The enigma of Isidore Ducasse was assembled in New York in1920. Man Ray wrapped a sewing machine in an army blanket and tied it up with string. Like most of the objects which he made up to the late 1940s it was assembled primarily to provide an unusual subject for a photograph and then discarded.1

The inspiration and the title of this object derive from a famous line in the book Les Chants de Maldoror (1869) by Comte de Lautréamont, the pseudonym adopted by the French poet Isidore Ducasse (1846-70): 'He is fair … as the chance meeting on a dissecting-table of a sewing-machine and an umbrella!'.2 The strange juxtaposition of images in Lautréamont's writings, and especially this image of the sewing-machine, was to become almost a maxim for the Surrealists, who welcomed Man Ray when he arrived in Paris in 1921. His photograph of The Enigma of Isidore Ducasse was reproduced in the preface to the first issue of La Revolution Surréaliste (December 1924), the Surrealists' first major periodical.

In 1971 Galleria Schwarz, Milan, reconstructed The enigma of Isidore Ducasse in an edition of ten under Man Ray's supervision.3 The example in the Australian National Gallery's collection is no. 8 from this edition.

Michael Lloyd & Michael Desmond European and American Paintings and Sculptures 1870-1970 in the Australian National Gallery 1992 p.140.

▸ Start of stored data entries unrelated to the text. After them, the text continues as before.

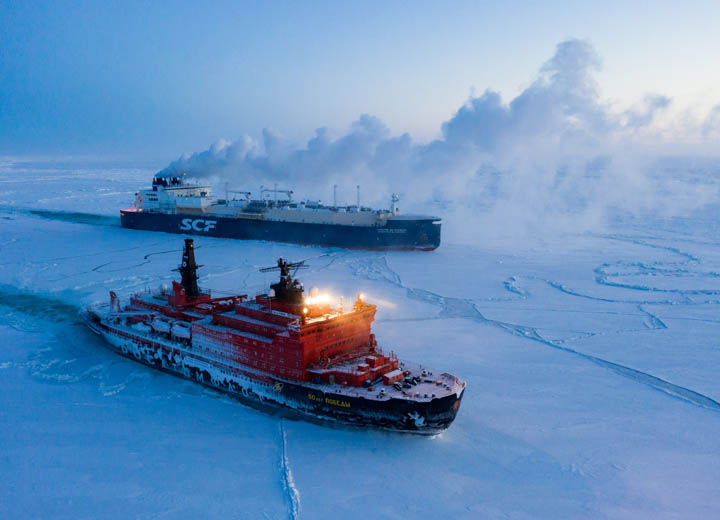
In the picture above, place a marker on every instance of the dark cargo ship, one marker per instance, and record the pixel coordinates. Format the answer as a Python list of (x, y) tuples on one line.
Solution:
[(280, 349), (174, 206)]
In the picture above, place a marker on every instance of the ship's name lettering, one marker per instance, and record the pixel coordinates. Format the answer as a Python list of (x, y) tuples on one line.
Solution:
[(197, 224), (328, 400)]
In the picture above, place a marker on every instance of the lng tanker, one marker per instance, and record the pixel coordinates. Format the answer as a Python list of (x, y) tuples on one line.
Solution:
[(281, 349), (174, 205)]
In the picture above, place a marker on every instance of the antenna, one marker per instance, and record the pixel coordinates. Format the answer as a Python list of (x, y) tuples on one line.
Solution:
[(188, 270)]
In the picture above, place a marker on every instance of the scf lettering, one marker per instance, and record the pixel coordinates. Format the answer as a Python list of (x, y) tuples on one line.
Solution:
[(197, 224)]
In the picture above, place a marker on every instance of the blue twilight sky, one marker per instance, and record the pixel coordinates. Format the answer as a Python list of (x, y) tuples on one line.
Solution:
[(157, 79)]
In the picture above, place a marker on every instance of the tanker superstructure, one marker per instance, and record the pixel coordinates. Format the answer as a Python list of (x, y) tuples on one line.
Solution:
[(280, 349), (173, 205)]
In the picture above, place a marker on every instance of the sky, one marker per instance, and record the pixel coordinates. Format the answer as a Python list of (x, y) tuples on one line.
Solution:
[(160, 79)]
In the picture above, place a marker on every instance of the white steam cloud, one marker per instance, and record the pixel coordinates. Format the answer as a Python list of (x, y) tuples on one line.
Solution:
[(555, 158)]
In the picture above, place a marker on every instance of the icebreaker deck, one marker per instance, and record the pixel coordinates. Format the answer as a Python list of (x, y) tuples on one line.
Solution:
[(281, 349)]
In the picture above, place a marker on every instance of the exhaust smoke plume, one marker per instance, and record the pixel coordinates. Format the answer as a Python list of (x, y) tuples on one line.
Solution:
[(556, 158)]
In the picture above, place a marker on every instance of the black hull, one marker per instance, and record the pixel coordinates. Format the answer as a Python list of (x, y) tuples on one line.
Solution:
[(304, 402), (422, 234)]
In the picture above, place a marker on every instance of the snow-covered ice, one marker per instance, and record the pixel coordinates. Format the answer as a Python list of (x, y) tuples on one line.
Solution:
[(591, 361)]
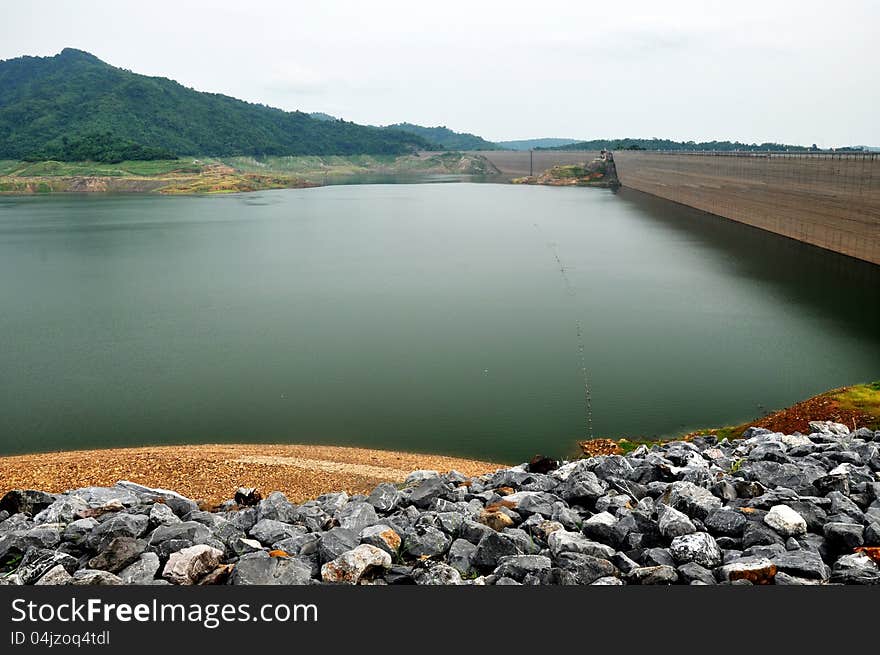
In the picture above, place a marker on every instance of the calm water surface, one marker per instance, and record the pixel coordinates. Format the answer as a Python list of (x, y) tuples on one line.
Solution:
[(416, 317)]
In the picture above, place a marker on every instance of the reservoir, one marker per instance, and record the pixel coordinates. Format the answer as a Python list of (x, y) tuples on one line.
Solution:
[(421, 317)]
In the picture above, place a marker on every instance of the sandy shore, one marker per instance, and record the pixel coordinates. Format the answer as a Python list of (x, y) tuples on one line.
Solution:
[(212, 472)]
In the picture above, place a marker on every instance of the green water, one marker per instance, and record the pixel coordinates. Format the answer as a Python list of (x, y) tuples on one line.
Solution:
[(418, 317)]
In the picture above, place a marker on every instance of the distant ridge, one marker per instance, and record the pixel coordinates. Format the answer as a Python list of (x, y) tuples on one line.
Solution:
[(445, 137), (667, 144), (47, 102), (531, 144)]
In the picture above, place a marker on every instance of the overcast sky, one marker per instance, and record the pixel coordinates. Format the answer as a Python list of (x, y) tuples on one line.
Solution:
[(796, 72)]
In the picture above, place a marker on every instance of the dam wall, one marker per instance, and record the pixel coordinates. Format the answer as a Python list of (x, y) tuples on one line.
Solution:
[(830, 200)]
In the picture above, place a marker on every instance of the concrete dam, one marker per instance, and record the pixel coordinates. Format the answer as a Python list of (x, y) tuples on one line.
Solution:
[(830, 200)]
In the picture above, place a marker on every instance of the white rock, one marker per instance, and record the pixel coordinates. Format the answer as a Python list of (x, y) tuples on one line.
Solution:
[(794, 440), (186, 566), (829, 427), (607, 581), (420, 475), (57, 575), (353, 564), (786, 521), (602, 518)]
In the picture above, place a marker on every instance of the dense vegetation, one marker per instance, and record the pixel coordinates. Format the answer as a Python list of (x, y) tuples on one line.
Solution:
[(98, 147), (78, 96), (666, 144), (444, 137)]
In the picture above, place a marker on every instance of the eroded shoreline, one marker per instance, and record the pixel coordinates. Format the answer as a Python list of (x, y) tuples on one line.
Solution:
[(211, 472)]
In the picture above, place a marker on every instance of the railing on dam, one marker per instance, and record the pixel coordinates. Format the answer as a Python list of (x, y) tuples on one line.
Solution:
[(828, 199)]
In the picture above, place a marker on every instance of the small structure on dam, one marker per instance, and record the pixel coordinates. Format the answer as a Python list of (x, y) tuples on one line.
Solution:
[(830, 200), (598, 172)]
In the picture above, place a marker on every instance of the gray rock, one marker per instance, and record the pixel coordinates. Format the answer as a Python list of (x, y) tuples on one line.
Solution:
[(491, 548), (654, 575), (581, 485), (381, 536), (36, 562), (693, 572), (187, 566), (844, 536), (276, 507), (57, 575), (261, 569), (425, 541), (118, 554), (304, 544), (180, 505), (427, 491), (673, 523), (352, 565), (856, 568), (356, 516), (757, 570), (533, 502), (161, 514), (185, 530), (118, 525), (786, 521), (758, 534), (142, 571), (580, 569), (385, 497), (694, 501), (519, 566), (801, 563), (89, 577), (600, 526), (461, 554), (726, 522), (607, 581), (562, 541), (437, 573), (334, 542), (829, 427), (64, 510), (270, 531), (25, 501)]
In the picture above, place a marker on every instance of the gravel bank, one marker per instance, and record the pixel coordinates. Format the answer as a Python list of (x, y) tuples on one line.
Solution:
[(211, 473), (769, 508)]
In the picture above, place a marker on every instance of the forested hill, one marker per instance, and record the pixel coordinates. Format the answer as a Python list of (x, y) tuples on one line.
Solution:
[(47, 103), (445, 137)]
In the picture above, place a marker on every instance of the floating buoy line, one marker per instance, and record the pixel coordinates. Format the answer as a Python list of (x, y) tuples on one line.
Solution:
[(581, 341)]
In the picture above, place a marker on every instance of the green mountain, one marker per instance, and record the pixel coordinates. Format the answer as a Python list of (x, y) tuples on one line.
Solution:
[(444, 137), (666, 144), (74, 102), (531, 144)]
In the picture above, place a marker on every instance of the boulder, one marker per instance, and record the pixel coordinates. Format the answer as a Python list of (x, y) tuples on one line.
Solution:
[(786, 521), (352, 565), (186, 566)]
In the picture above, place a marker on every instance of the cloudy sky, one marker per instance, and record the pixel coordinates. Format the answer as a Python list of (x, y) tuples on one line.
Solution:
[(796, 72)]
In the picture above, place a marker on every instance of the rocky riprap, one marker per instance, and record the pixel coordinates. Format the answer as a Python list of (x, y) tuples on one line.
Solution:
[(768, 508)]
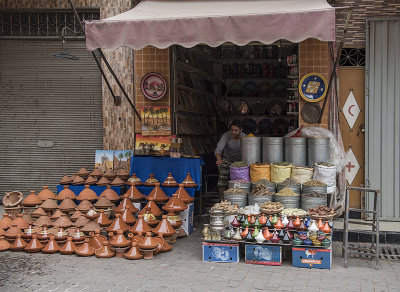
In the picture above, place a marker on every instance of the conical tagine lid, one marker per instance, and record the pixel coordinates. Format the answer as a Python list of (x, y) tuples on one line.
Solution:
[(46, 194), (157, 194)]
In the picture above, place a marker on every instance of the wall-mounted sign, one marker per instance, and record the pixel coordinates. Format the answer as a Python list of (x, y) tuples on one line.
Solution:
[(313, 87), (153, 86)]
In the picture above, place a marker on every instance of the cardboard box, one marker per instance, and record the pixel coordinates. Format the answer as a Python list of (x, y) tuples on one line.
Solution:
[(258, 254), (187, 218), (312, 257), (221, 252)]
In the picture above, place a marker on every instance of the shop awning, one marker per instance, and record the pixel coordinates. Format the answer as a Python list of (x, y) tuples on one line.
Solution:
[(162, 23)]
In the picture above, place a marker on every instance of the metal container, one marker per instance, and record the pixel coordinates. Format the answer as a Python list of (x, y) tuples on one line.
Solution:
[(295, 188), (240, 185), (314, 189), (288, 201), (272, 149), (311, 202), (296, 150), (240, 199), (250, 149), (317, 150), (260, 199)]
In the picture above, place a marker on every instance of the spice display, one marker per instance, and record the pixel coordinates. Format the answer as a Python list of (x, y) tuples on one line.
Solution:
[(325, 164), (226, 206), (314, 183), (294, 212), (314, 195), (289, 182), (321, 211), (286, 192), (261, 190), (239, 164)]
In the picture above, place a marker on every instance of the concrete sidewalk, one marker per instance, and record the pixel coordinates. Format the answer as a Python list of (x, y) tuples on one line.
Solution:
[(182, 269)]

  1. See Arturo Schwarz, Man Ray: The Rigour of Imagination, London: Thames and Hudson, 1977, p.233.
  2. Comte de Lautréamont, Lautréamont's Maldoror, trans. by Alexis Lykiard, New York: Thomas Y. Crowell, 1972, p.177.
  3. In the 1960s and 1970s Man Ray re-issued many vintage works in editions, undisturbed by notions of uniqueness: 'Fortunately, upon demand, it was simple enough to reconstruct these objects despite the disapproval of those who valued only originals. Is a book or a bronze an original? I leave such considerations to well intentioned collectors and amateurs of the rare … I have never painted a recent picture', Man Ray, Los Angeles County Museum of Art, 1966 (exhibition catalogue), pp.28-31, p.28.